Kırmızı Papuçun Hikayesi
Her yaşanmışlık izler bırakır insanın yüreğinin derinliklerinde. Ben de böyle bir iz taşıyorum. Çıplak, minik ayaklarıyla küçük bir öğrencim basmıştı yıllar önce.
Bir Mayıs öğleden sonrası dersim bitmiş okuldan ayrılıyordum. Bahçede 6. sınıflardan bir grup öğrenci oynuyordu. Erkekler top peşinde koştururken kızlar ip atlamayı tercih etmişlerdi. Bir an durdum, onları izledim bir müddet. Ne bitmez tükenmez bir enerji biz de böyleydik değil mi? diye geçirirken aklımdan gözüm Fatma’nın ayaklarına takıldı. Fatma taşların üzerinde zıp zıp zıplıyor ve üstelik bunu çıplak ayaklarla yapıyordu. Şaşırmıştım Seslendim…Geldi Fatma.

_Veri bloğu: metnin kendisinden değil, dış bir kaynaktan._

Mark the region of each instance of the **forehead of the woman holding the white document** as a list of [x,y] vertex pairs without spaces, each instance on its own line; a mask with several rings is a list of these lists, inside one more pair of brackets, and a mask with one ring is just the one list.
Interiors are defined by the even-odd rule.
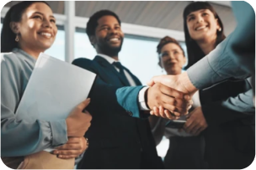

- Yavrum neden ayakların çıplak ayakkabın yok mu senin? Daha sorumu bitirmemiştim ki Fatma koşmaya başladı bir taraftan da olmaz olur mu öğretmenim hem de kırmızı diye bağırıyordu. Elinde bir çift kırmızı papuçla geldi.
- Bakın babam bayramda aldı üç bayramdır istiyordum.
- İyi ya yavrum peki neden ayağında değil? Canın yanmıyor mu taşlardan?
- Yansın varsın hocam, bayramda yırtık ve eski ayakkabılarla gezmek daha çok yakıyor canımı
İçimde derin bir acıyla saçlarını okşamaktan başka hiçbir şey yapamadım. Ve o gün bu gündür her kırmızı papuç gördüğümde yüreğimde bir yer sızlar.
İçlerinde Fatmalar olacak mı bilinmez ama bildiğim şu ki onlara ulaştırılacak her bayramlıkta gülecek yüzleri. Ne ayakları ne de yürekleri acıyacak artık...
YORUMLAR
Henüz yorum yapılmamış.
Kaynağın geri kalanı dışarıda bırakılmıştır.